写字台本 十冊本(690.9-16-10)・十二冊本(690.9-129-12)
明・徐用誠(彦純)原撰 明・劉純(宗厚)続添 明正徳元年序刊 毎半葉匡郭23.8×16.1p
当版は写字台文庫に十冊本と十二冊本の各一点が所蔵される。十二冊本には@洪武二十九年(一三九六)の劉純序(補写)、A同上年の莫子安序(補写)、B正統四年(一四三九)の楊士奇序(原刻)、C同五年(一四四〇)の王暹後序(補写)、D正徳元年(一五〇六)の汪舜民の重刊序(補写)があり、十冊本にはB(原刻)しかない。うち最後年のDは唯一原刻のBと同一書式の半葉六行十二字詰で、もとは写刻体であったのを補写したと思われる。目録・本文も十冊本・十二冊本は同版で、版心の下部に当版の版下を清書したことを示す「布政司吏葉春芬写」が刻入されている。
以上の序文等によると、劉純は師事した馮庭幹より徐用誠の著作を授けられ、その各門末尾に続添して『玉機微義』と名付け、莫子安とともに一三九六年に序を記した。これが本書の成立年である。未刊だった本書の原稿を劉純の家系から入手した陳有戒は、刊行のため楊士奇に経緯の序を記させ、また王暹らが誤字を校正し、刊行の後序を一四四〇年に記した。これが本書の初版で、陝西の藩府本だったらしい。福建提督の劉弘済は陶廷信と常汝仁に計り、本書を復刻して南方にも広めるための序を汪舜民が一五〇六年に記した。写字台本の当版二点は布政司吏の葉春芬が版下を清書したというだけあって、堂々たる大字の精刻である。したがって正徳元年(一五〇六)序刊の福建の藩府本と認められる。同版は他に上海図書館・上海中医薬大学図書館、日本の武田・杏雨書屋に各一点の所蔵が知られる。

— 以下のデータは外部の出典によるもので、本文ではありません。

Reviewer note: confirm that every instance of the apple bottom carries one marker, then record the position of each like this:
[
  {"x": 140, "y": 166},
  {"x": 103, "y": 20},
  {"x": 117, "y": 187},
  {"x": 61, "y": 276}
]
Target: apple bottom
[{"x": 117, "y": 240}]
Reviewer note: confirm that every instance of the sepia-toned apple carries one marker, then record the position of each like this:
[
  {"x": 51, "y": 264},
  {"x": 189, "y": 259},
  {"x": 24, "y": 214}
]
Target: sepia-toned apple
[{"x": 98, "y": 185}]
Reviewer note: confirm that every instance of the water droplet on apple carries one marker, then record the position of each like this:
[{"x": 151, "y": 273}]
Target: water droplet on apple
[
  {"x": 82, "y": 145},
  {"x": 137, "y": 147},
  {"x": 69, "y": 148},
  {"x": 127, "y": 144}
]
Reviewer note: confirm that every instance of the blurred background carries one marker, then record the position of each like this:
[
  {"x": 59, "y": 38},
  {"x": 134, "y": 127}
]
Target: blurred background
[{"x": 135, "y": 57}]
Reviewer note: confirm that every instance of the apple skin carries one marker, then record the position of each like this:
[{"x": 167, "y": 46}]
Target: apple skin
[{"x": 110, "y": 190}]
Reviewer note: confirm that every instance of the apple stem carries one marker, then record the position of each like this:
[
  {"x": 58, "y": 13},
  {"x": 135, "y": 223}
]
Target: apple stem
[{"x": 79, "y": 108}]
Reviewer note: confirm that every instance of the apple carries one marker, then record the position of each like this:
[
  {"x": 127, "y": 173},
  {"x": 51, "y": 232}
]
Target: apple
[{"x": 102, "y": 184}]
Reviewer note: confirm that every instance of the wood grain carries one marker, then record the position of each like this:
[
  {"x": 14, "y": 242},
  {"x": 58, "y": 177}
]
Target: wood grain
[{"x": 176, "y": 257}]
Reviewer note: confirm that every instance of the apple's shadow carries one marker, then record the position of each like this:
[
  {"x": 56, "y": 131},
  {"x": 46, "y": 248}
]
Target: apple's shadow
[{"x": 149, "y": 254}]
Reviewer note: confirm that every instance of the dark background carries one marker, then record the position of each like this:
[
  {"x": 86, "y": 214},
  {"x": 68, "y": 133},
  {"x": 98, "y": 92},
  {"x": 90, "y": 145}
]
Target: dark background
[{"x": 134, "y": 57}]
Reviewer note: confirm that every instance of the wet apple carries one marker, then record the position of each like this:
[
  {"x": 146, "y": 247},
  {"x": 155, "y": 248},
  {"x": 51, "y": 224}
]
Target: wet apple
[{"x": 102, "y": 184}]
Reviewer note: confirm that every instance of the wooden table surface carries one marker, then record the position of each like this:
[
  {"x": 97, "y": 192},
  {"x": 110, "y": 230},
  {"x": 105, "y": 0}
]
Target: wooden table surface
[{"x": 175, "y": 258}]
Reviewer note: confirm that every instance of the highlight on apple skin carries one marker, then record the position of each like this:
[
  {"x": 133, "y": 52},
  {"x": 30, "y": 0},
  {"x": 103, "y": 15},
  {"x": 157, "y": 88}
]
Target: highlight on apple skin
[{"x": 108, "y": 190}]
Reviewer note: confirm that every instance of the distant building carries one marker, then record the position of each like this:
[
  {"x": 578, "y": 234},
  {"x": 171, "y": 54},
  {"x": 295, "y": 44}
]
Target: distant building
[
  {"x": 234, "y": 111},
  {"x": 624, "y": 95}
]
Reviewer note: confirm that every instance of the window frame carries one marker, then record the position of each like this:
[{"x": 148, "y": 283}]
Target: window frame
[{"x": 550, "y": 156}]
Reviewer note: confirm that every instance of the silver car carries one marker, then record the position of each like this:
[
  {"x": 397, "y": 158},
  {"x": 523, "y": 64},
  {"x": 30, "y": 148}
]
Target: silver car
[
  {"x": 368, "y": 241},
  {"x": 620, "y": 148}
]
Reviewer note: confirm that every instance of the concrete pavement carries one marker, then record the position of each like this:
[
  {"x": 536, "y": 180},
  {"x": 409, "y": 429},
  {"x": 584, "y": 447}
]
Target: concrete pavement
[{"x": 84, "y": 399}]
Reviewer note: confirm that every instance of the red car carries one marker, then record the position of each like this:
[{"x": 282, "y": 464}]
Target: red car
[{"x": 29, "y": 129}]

原撰者の徐氏は諱を彦純、字を用誠といい、一三八五年に没した。浙江省山陰県の出身で、名医・朱丹渓(一二八一〜一三五八)に師事したという。著書の『医学折衷』が『玉機微義』の基となり、他に『本草発揮』四巻が伝わる。
劉純は字を宗厚といい、父の劉叔淵は朱丹渓の弟子だった。のち陝西省西安に移り住み、著書は本書以外に『医経小学』六巻、『雑病治例』一巻、『傷寒治例』一巻が伝わる。
本書は巻一の中風門から巻五十の小児門まで、病門毎に論と治方をまとめた典型的な方論書である。当時の書としては珍しく引用文に文献名を明確に標記し、百以上の書を参照して著されている。中国では清末までに十回近く復刻された。日本医学中興の祖、曲直瀬道三(一五〇七〜九四)は本書の嘉靖九年(一五三〇)版を愛読し、その著『啓迪集』(一五七四)に本書を四〇四回も引用する。のち江戸前期に古活字版で二回、整版で一回復刻されている。